Grace Mugabe, 56, yesterday filed a High Court application seeking to overturn a ruling of a traditional court which ordered that Mugabe be exhumed from his rural home in Kutama for reburial at the National Heroes Acre, a hilltop shrine in Harare.
Mugabe’s children Bellarmine, Robert Junior and Bona recently failed to overturn the ruling by Chief Zvimba, Stanley Mhondoro, after a magistrate in Chinhoyi ruled that they could not represent their mother, who was judged in absentia in May.
“The magistrate Ruth Moyo has dismissed the application she forced me to do on a technicality, which means my only recourse is to appeal,” she said in an affidavit.
“I am advised that the appeal process can take between six months to even two years depending on how inundated the High Court will be to accommodate appeals.
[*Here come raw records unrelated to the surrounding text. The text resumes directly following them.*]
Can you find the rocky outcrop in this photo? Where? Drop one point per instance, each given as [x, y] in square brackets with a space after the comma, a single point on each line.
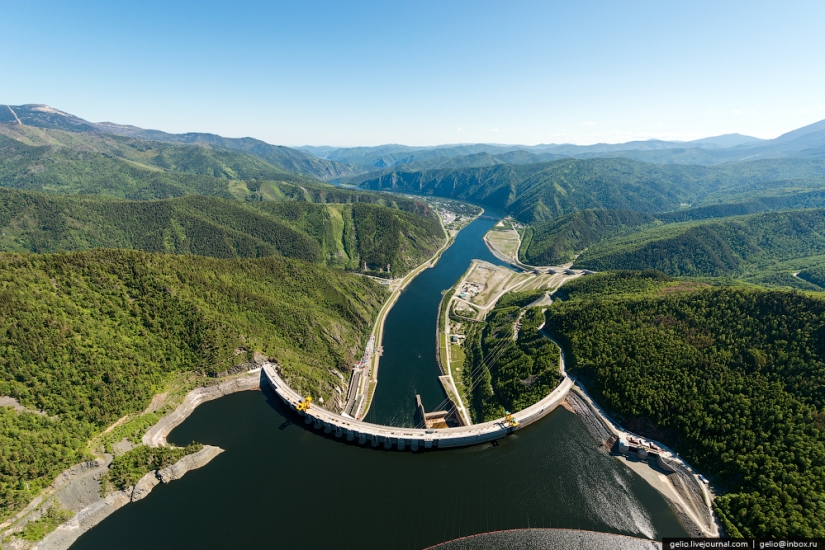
[66, 534]
[189, 462]
[144, 486]
[72, 473]
[156, 435]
This delay in time will be gravely unfair on me and my family as we are subjected to intense mental torture each day with the uncertainty of the resting place of my late husband and the former President of the Republic of Zimbabwe.”
The former First Lady is arguing that magistrate Moyo had no authority to deliver a ruling based on an appeal by her children if she felt they had no legal standing to file the appeal in the first place.
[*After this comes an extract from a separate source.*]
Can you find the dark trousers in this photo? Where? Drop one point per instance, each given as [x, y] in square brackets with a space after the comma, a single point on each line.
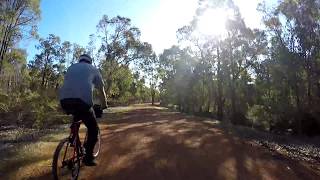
[82, 111]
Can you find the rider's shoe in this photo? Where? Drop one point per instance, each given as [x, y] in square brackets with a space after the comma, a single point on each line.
[88, 161]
Mugabe’s widow said after the traditional court’s ruling made while she was in Singapore, her lawyers wrote to Moyo on June 2 asking her to review Chief Zvimba’s decision which had “serious irregularities”.
She said Moyo ignored the first letter, but responded to a second written on June 23. In her reply, the magistrate advised her to file a “proper application” before the court that would be dealt with in terms of “proper procedure”.
Mugabe said she had legal advice that the procedure of seeking a review of a traditional court’s ruling was to “notify the provincial magistrate of the decision and identify the procedure defects with the chief’s decision so that the magistrate can mero motu exercise statutory review powers”.
Instead, she says Moyo forced her to file a review application, in which she gave her daughter, Bona, powers of attorney. The magistrate dismissed the children’s appeal, insisting that only the former First Lady could file an application for review.
“I am advised that the procedure that Moyo directed is not in terms of the law, specifically that I prepare an application for review. The wrongful directive by the provincial magistrate and her clear neglect of duties is prejudicial to me in that it violates my right to equal protection before the law,” she argues.